Yeah, exactly.  I've written about this myself in the past.  The pay-no-attention-to-the-dick-behind-the-curtain approach doesn't work anyhow.  The right-wing males on the committee before which Fluke testified, aren't particularly concerned with women's health (eeuuw, ladyparts!), and neither is their constituency.  Remember the flap over the Susan G. Komen Foundation's decision to stop funding Planned Parenthood?  They were willing to cut off the breast cancer screenings that PP also provides because PP, among other services, provides abortions.  (Also contraceptives, but I don't know if that was a factor.  No matter, it would have also been affected.)  Even women who weren't interested in having an abortion would have lost access to cancer screening.  But who (in the "pro-life" movement, anyway) cares about women dying of breast cancer?  What about the innocent babies?

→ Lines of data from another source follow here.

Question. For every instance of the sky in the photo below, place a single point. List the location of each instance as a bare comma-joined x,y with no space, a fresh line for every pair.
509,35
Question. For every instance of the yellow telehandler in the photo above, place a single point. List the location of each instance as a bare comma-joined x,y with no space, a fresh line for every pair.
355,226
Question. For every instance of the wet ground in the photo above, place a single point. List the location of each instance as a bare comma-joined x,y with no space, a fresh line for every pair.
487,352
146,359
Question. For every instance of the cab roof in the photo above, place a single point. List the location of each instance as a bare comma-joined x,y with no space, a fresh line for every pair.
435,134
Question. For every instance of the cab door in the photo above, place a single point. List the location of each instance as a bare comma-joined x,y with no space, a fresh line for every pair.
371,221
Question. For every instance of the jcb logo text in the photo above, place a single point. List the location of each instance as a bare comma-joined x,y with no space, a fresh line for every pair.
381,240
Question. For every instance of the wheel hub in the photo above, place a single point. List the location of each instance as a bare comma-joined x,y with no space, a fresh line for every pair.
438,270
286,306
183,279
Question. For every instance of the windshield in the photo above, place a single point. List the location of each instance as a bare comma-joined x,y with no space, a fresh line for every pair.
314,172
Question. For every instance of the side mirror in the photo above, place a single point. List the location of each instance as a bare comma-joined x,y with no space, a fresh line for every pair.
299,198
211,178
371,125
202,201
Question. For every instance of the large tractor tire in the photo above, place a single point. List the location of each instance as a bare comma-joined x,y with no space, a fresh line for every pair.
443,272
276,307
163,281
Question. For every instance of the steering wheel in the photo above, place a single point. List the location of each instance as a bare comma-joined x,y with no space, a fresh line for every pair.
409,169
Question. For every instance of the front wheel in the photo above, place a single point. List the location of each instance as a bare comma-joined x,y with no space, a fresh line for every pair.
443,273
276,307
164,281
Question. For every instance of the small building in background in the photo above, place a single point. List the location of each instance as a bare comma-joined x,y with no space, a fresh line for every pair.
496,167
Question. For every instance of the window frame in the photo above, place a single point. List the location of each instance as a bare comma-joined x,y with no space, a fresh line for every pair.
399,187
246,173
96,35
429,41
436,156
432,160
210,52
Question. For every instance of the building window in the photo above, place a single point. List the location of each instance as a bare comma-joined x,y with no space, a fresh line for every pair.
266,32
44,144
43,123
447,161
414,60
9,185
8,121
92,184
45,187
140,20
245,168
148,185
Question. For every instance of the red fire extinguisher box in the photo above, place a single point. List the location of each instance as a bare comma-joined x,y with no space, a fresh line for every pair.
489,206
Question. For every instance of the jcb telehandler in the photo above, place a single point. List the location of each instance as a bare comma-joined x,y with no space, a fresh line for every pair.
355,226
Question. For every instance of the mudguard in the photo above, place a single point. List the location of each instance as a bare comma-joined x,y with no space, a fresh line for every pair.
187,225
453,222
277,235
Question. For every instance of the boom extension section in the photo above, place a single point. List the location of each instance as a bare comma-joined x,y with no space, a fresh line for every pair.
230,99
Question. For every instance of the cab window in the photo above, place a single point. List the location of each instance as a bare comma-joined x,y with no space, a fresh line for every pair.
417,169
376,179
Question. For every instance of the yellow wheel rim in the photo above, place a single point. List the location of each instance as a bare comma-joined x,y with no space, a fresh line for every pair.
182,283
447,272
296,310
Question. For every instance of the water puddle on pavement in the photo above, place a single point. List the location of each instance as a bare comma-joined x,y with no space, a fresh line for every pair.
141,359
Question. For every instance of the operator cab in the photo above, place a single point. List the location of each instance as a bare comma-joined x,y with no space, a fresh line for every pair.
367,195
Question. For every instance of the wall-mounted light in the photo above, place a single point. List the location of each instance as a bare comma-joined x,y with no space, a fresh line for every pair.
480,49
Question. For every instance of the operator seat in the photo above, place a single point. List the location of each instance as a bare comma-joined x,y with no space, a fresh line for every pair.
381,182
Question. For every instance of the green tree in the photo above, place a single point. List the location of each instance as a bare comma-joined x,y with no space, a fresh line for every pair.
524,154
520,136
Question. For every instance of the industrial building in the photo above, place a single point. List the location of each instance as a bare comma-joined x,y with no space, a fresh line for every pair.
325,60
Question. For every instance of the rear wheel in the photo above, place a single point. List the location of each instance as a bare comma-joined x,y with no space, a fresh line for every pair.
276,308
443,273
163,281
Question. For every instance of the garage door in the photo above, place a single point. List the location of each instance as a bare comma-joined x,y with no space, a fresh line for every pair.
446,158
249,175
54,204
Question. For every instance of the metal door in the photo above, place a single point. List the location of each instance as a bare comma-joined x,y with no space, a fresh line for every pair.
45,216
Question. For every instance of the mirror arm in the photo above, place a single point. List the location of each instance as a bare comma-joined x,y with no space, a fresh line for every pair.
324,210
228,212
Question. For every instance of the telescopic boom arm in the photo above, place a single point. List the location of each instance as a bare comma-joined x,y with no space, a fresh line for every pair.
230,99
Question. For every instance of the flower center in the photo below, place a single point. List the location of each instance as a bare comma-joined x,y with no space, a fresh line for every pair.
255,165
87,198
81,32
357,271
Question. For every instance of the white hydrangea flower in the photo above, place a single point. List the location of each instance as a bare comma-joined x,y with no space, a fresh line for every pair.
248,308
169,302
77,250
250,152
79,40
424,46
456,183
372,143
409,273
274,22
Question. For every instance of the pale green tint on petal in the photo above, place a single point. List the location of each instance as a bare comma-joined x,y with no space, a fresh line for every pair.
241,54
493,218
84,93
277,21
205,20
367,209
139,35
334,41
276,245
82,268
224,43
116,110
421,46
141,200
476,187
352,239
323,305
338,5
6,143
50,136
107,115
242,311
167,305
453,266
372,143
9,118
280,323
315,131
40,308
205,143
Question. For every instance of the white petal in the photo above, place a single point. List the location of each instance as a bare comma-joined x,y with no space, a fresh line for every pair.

Of course the corporate media loved the fuss over Sandra Fluke, since the corporate media are mostly owned and run by straight or straight-identified males and reflects their attitudes and hangups; they also prefer spectacle and personalities to issues.  Outside that echo chamber, there was some useful discussion, but it's interesting that the first commenter I quoted fell back on the Right's framing of the subject.  The Right, contrary to J. R. Dunn, is very good at manipulating the public discussion, and manipulating the mainstream into debating issues on their terms.  Most often liberals let them do it.  Instead of arguing that a woman should not have to have a fibroid tumor to have contraception covered by her insurance policy, liberals let Limbaugh frame the debate: Was Sandra Fluke a slut or not?  No, they chorused, she's a nice girl.  And I don't doubt that she is. But even girls who aren't nice -- yes, even "sluts" -- should be covered by their insurance, whether they have cysts or not.

The same thing happened during the controversy over Todd Akin's and Richard Mourdock's remarks about rape later in the year: liberal feminists and their male allies let the debate be about the definition of rape, instead of whether a woman should be able to get an abortion even if she wasn't raped.  Too many feminists -- again, forgetting that most women who seek abortions are married and already mothers -- focused on whether draconian laws restricting abortion should have a rape exception.  Thus they were willing to sell out women who hadn't been raped by letting the Right divert the debate from women's reproductive autonomy to rape.  It is, of course, possible to cover both issues, but as it turned out, Akin and Mourdock managed to channel the controversy into just one channel, and as it turned out, one in which they were more vulnerable.  (Both lost their election campaigns.)  In the process, the question of abortion and women's choices was left untouched, in favor of the forced-birthers' stance.  And it confirmed once again that liberals don't possess the steely rationalism and dedication to reality that they like to imagine they do.  They are, in fact, easily distracted from the central issues in the issues they take on.  In the short run they may win small victories -- Akin and Mourdock were defeated -- but in the long run, I don't think either rape victims or women's access to abortion was helped at all.